New species of orchid from Columbia
A new species of orchid, Telipogon diabolicus, was discovered in the course of field research conducted in southern Columbia. The name of this small orchid is a reference to the structure of the gynostemium (reproductive structure created by the fusion of pistil and stamen), which resembles a devil’s face. The previously unknown species was described by Dr Marta Kolanowska and Prof. Dr hab. Dariusz L. Szlachetko from the Department of Plant Taxonomy and Nature Conservation of the UG’s Faculty of Biology in cooperation with Ramiro Medina Trejo (Columbia). Due to the location of the only known population of T. diabolicus near a road and the sensitivity of high-mountain plant formations to climate change, the orchid has been classified as critically endangered.
The most intriguing question concerning T. diabolicus concerns its pollination. Research hitherto indicates that in the case of orchids of the genus Telipogon the pollinia are carried by insects during pseudo-copulation (with the pollinia attaching themselves to the body of an insect male as it attempts to copulate with a flower resembling a female) but so far no material has been published to confirm this assumption. It would be enormously interesting to observe an insect for whom the ‘diabolical’ gynostemium resembles the female of its own species.
After the information on the discovery of the ‘diabolical orchid’ was published by the EurekAlert! service and the “Speaking of Science” section run by the Washington Post, the orchid quickly gained incredible ‘popularity’. Information on T. diabolicus has appeared, amongst others, on internet sites of the International Business Times, Live Science, Nature World News, Science World Report, National Geographic, and also in the media in Columbia (El Espectador), Spain (www.abc.es), Italy (Notizie.it), Germany (www.spektrum.de), the Czech Republic (Ekolist.cz), Russia (ria.ru), and even Vietnam (www.baoxaydung.com.vn).

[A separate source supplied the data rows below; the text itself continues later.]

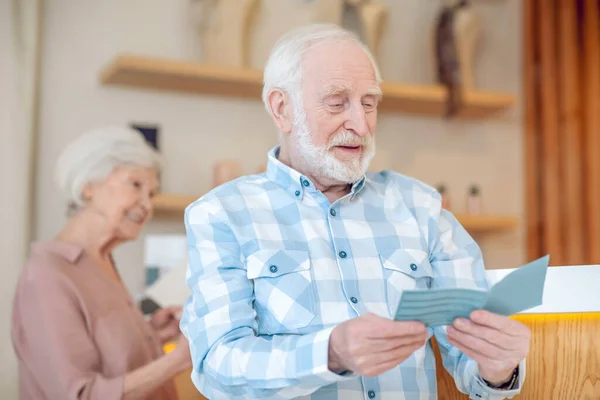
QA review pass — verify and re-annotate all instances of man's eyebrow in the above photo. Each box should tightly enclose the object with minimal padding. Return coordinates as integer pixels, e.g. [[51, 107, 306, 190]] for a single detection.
[[325, 85, 352, 97], [365, 86, 383, 100]]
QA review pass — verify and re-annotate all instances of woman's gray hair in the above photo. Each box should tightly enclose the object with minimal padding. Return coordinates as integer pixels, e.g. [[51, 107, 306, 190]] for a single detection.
[[262, 24, 381, 122], [55, 126, 162, 208]]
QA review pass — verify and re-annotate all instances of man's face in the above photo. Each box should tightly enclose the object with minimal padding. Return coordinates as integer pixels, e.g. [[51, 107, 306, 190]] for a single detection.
[[291, 42, 381, 183]]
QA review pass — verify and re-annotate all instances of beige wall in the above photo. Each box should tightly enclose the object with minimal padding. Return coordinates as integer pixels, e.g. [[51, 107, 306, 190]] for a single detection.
[[0, 1, 27, 400], [37, 0, 524, 293]]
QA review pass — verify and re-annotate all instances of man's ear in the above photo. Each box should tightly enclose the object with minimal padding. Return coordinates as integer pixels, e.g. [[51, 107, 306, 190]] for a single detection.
[[267, 89, 293, 133]]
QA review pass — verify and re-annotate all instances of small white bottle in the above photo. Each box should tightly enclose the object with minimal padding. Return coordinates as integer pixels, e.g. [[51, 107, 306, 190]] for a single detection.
[[467, 185, 482, 215]]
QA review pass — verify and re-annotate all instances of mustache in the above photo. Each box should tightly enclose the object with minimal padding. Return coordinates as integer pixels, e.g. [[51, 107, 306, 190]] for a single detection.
[[328, 130, 373, 148]]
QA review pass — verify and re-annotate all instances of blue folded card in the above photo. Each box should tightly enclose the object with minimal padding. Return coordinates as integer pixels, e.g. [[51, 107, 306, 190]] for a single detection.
[[394, 256, 550, 327]]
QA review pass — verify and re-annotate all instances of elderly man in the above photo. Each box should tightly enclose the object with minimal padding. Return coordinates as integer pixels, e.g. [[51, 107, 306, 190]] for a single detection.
[[181, 26, 530, 400]]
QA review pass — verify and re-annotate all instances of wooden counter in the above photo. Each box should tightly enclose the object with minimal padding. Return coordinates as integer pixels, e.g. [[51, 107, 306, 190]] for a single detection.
[[436, 313, 600, 400]]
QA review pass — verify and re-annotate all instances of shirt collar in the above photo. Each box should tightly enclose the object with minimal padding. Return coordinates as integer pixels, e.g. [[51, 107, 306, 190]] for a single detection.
[[31, 240, 83, 264], [266, 146, 367, 200]]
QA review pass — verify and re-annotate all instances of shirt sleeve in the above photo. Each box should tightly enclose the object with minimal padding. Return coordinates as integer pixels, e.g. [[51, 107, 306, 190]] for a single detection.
[[13, 268, 124, 400], [181, 203, 348, 399], [429, 206, 525, 400]]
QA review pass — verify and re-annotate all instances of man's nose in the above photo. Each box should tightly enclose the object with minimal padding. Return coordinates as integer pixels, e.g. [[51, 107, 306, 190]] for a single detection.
[[344, 102, 370, 137]]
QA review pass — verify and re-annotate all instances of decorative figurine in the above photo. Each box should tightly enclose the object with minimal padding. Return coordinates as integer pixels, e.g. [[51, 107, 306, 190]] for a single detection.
[[434, 0, 481, 118], [310, 0, 387, 56], [436, 183, 450, 211], [467, 185, 481, 215], [191, 0, 259, 67]]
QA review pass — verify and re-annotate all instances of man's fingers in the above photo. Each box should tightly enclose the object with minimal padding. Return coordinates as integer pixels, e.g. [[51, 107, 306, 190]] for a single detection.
[[448, 326, 507, 360], [358, 341, 425, 376], [470, 310, 529, 336], [452, 318, 514, 350], [368, 334, 428, 353], [365, 317, 427, 339], [448, 336, 492, 365]]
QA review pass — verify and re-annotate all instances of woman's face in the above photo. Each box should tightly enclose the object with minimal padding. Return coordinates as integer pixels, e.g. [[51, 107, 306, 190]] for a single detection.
[[84, 167, 158, 241]]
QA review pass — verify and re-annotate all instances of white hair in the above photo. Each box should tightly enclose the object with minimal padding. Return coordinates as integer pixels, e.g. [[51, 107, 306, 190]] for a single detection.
[[55, 126, 162, 207], [262, 24, 381, 122]]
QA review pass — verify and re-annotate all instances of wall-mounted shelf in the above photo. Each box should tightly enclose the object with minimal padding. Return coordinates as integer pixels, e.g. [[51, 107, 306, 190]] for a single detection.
[[153, 193, 519, 233], [100, 55, 514, 118], [455, 214, 519, 233]]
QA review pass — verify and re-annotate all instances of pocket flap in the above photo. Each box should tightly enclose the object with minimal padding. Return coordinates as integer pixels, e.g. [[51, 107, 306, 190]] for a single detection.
[[246, 250, 310, 279], [379, 249, 433, 279]]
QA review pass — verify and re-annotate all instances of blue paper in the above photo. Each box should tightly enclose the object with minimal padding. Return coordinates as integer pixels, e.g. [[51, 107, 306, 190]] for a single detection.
[[394, 256, 550, 327]]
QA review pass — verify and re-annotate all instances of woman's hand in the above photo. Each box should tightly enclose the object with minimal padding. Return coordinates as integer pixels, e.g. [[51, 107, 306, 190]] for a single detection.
[[173, 334, 192, 369], [150, 307, 181, 343]]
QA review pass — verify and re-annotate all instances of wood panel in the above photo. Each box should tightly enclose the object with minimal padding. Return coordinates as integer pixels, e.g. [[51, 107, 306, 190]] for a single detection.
[[538, 0, 564, 265], [557, 0, 584, 265], [582, 0, 600, 264], [523, 0, 543, 260], [174, 368, 206, 400], [436, 313, 600, 400]]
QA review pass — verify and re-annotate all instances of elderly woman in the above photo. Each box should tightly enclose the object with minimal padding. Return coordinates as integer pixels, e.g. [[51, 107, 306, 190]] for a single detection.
[[12, 128, 191, 400]]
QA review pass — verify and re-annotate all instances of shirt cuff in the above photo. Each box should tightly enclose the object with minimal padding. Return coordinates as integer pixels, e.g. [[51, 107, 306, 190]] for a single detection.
[[296, 327, 356, 386], [471, 360, 525, 400]]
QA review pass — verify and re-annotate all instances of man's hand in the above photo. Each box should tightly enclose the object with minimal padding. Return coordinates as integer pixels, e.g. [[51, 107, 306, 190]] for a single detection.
[[150, 307, 181, 343], [448, 310, 531, 386], [329, 314, 428, 377]]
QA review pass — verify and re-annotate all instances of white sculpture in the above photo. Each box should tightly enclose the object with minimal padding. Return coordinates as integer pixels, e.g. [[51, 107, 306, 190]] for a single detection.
[[432, 0, 482, 117], [191, 0, 259, 67], [309, 0, 387, 59]]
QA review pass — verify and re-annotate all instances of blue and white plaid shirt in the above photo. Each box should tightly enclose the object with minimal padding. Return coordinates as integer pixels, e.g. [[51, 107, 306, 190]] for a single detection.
[[181, 148, 525, 400]]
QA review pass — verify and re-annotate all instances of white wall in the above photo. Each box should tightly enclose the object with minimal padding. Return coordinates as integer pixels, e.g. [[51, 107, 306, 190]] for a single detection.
[[37, 0, 524, 318], [0, 1, 27, 400]]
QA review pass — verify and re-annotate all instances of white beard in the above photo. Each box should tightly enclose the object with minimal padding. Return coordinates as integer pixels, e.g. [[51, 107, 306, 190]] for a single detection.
[[294, 112, 375, 184]]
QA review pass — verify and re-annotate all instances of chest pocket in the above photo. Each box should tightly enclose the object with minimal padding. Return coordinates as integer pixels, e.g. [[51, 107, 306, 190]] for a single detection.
[[246, 250, 316, 334], [379, 249, 433, 317]]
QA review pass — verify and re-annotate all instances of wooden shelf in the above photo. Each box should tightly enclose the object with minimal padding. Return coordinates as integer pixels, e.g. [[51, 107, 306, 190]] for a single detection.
[[455, 214, 519, 233], [100, 55, 514, 118], [152, 193, 198, 215], [153, 193, 519, 233]]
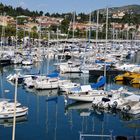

Telipogon diabolicus has also gained many ‘fans’ on Facebook (http://www.iflscience.com/plants-and-animals/newly-described-orchid-has-a-tiny-demon-at-its-center/).
For nearly 10 years the diversity, systematics and biogeography of Andean orchids have remained the focus of research for staff and doctoral students of the Department of Plant Taxonomy and Nature Conservation, who have described over 100 species of previously unknown South American orchids. Work in Columbia is conducted in partnership with the Buenoy Yumartán Aldea Ecológica foundation and the local researchers.